The best practice for Tunnel logs is to Log at Session Start and Log at Session End because, for logging, tunnels can be very long-lived. For example, GRE tunnels can come up when the router boots and never terminate until the router is rebooted. If you don’t select Log at Session Start, you will never see that there is an active GRE tunnel in the ACC.
Log at Session End
(Optional) Select this option to capture a log at the end of a cleartext tunnel session that matches the Tunnel Inspection policy. This setting overrides the Log at Session End setting in the Security Policy rule that applies to the session.
Log Forwarding
(Optional) Select a Log Forwarding profile from the drop-down to specify where to forward tunnel inspection logs. (This setting is separate from the Log Forwarding setting in a Security policy rule, which applies to traffic logs.)
Name
Tunnel ID
By default, if you do not configure a VXLAN ID, all traffic is inspected.
If you configure a VXLAN ID you can use it as a matching criteria to restrict traffic inspection to specific VNIs.

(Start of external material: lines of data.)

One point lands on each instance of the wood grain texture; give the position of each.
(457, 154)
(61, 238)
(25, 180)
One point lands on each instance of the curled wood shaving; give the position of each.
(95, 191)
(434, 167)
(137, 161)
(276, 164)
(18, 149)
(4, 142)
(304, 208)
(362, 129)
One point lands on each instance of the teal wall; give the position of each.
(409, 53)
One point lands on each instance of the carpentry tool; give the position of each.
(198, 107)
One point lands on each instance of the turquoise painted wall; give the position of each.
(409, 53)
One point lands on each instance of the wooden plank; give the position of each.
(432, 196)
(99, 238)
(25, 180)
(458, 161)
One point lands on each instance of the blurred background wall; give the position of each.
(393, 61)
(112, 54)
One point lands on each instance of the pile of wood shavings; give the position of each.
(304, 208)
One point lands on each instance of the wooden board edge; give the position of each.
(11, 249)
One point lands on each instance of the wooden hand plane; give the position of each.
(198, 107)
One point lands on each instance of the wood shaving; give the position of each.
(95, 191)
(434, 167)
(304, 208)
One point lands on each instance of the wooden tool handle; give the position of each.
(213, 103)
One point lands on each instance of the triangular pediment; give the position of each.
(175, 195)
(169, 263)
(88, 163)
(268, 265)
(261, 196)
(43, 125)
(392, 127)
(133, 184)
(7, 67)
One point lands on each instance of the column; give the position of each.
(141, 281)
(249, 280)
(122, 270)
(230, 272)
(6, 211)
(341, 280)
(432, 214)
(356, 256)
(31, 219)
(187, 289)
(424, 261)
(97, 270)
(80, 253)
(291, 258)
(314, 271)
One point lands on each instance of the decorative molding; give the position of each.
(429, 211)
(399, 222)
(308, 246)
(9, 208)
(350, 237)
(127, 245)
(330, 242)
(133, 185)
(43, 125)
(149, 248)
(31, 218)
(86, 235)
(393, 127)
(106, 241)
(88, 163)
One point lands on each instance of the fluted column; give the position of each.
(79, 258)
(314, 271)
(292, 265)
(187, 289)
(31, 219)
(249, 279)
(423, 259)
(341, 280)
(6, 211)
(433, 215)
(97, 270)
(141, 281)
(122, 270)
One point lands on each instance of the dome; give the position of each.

(Optional) A name beginning with an alphanumeric character and containing zero or more alphanumeric, underscore, hyphen, period, and space characters. The Name describes the VNIs you are grouping. The name is a convenience, and is not a factor in logging, monitoring, or reporting.
VXLAN ID (VNI)
(Optional) Enter a single VNI, a comma-separated list of VNIs, a range of up to 16 million VNIs (with a hyphen as the separator), or a combination of these. For example:
1-54,1024,1677011-1677038,94
The maximum VXLAN IDs per policy is 4,096. To preserve configuration memory, use ranges where possible.
Any (target all devices)
Panorama only
Target
Enable (check) to push the policy rule to all managed firewalls in the device group.
Devices
Panorama only
Select one or more managed firewalls associated with the device group to push the policy rule to.
Tags
Panorama only
Add one or more tags to push the policy rule to managed firewalls in the device group with the specified tag.
Target to all but these specified devices and tags
Panorama only
Enable (check) to push the policy rule to all managed firewalls associated with the device group except for the selected device(s) and tag(s).